“Theory can be quite useful, and can even be fun, and can probably get you published, but sooner or later you have to read the damn books.” – Gary K. Wolfe
Change only one or two words and this, aimed at critics and academics, applies to writers just as well. Anyway, the subject of theory as applied to fiction was somewhat on my mind, mostly as a conscious consideration of a failure of mine. Confession time–I’m rather weak on writing theory. I’m not proud of that–that’s just the way it is. I have only a vague idea of what “modern” and “post-modern” are and most discussions of “interstitial” fiction leave me either bemused or bewildered, depending on my mood. In neither case can I quite wrap my head around exactly what, if anything, these terms have to do with getting stories written.
Before you start thinking that this is going to turn into some sort of anti-intellectual screed, that’s not it. I’d like to understand the theory aspect of the craft better than I do. I have nothing against being opinionated–shocker, right?– but one thing that really ticks me off is an uninformed opinion. Especially when it’s my own. I mean, I even attempted Farah Mendelsohn’s Rhetorics of Fantasy but had to give up after my eyes glazed over for the umpteenth time. My failing, I hasten to add, not hers. The truth is that I’ll never be an academic writer and I’m fine with that. I don’t teach writing, so explaining different traditions or taxonomic entities is never an issue. Good thing, too.

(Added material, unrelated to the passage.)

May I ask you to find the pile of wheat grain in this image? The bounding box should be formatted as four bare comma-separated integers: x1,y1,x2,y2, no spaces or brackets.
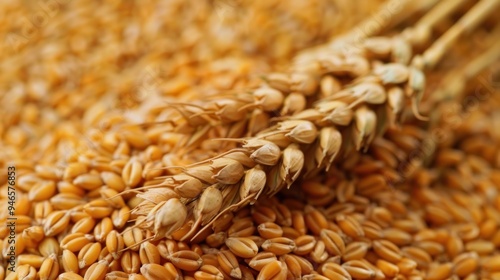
0,1,500,280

Even so, and allowing for that one regret, the reason I’m okay with this state of affairs is that I’m still of the belief that qualifying what we do—aside from basic marketing–is not our job. Per the quote above, it can be fun as an intellectual exercise, and perhaps provide some insight into the process, which is always useful. Yet even Ursula Le Guin, no slouch in the theory department, once used the analogy that if you want to learn about an ocean, you go to sailors and oceanographers and chemists and marine biologists, etc. You don’t ask the ocean, because all the ocean says is “gurgle gurgle, whoosh whoosh.” As with the ocean, we just need to do what we do.
Explaining it is another department.